`vignettes/articles/extrapolation.Rmd`

`extrapolation.Rmd`

Estimation of diversity in *entropart* relies on classical
assumptions that are recalled here. The observed data is a sample of a
community (or several communities if data is a meta-community). All
“reduced-bias estimator” are asymptotic estimators of the community
diversity: if the sample size could be extended infinitely, diversity
would tend to the diversity of the whole (asymptotic) community. In
hyperdiverse ecosystems such as evergreen forests, the asymptotic
community generally does not exist in the field because of environmental
variations: increasing the size of the sample results in sampling in
different communities. Thus, the asymptotic estimators of diversity
correspond to theoretical asymptotic communities that do not necessarily
exist. In other words, the asymptotic diversity is that of a community
that would provide the observed sample.

Diversity is accumulated as a function of sample size.

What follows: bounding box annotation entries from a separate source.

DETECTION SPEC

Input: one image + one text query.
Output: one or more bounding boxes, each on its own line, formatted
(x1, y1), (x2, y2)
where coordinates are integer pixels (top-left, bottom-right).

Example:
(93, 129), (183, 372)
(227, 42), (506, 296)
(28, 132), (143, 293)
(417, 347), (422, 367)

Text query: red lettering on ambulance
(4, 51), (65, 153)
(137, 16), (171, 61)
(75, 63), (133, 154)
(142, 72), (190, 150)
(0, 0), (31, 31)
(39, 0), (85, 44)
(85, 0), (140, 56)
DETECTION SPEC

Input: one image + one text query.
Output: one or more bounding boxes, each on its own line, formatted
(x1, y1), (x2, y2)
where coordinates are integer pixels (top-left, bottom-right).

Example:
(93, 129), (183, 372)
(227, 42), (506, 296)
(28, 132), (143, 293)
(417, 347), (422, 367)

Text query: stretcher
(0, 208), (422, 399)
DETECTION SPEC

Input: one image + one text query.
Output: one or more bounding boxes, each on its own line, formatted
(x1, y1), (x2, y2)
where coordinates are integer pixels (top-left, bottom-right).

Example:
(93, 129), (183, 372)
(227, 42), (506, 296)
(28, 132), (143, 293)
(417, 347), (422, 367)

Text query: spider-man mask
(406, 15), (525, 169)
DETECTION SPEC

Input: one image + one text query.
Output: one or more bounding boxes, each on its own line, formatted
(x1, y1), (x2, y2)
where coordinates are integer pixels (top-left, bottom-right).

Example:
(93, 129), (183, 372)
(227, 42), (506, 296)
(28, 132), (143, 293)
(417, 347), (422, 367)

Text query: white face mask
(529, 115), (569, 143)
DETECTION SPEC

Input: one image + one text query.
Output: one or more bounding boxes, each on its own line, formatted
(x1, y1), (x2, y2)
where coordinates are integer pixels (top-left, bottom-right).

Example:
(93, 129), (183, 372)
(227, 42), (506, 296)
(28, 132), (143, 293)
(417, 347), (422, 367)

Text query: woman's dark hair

HCDT entropy (thus Hill numbers and phylodiversity) can be estimated at any sample size (Chao et al. 2014), by interpolation down from the actual sample size and by extrapolation up to infinite sample size, i.e. the asymptotic estimator. Alternatively, sample size may be replaced by sample coverage, by interpolation from arbitrary small sample coverages to that of the actual sample, and by extrapolation up to the asymptotic estimator whose sample coverage is 1.

If community data is a vector of probabilities, sample size is unknown so the only available estimation is that of the actual sample.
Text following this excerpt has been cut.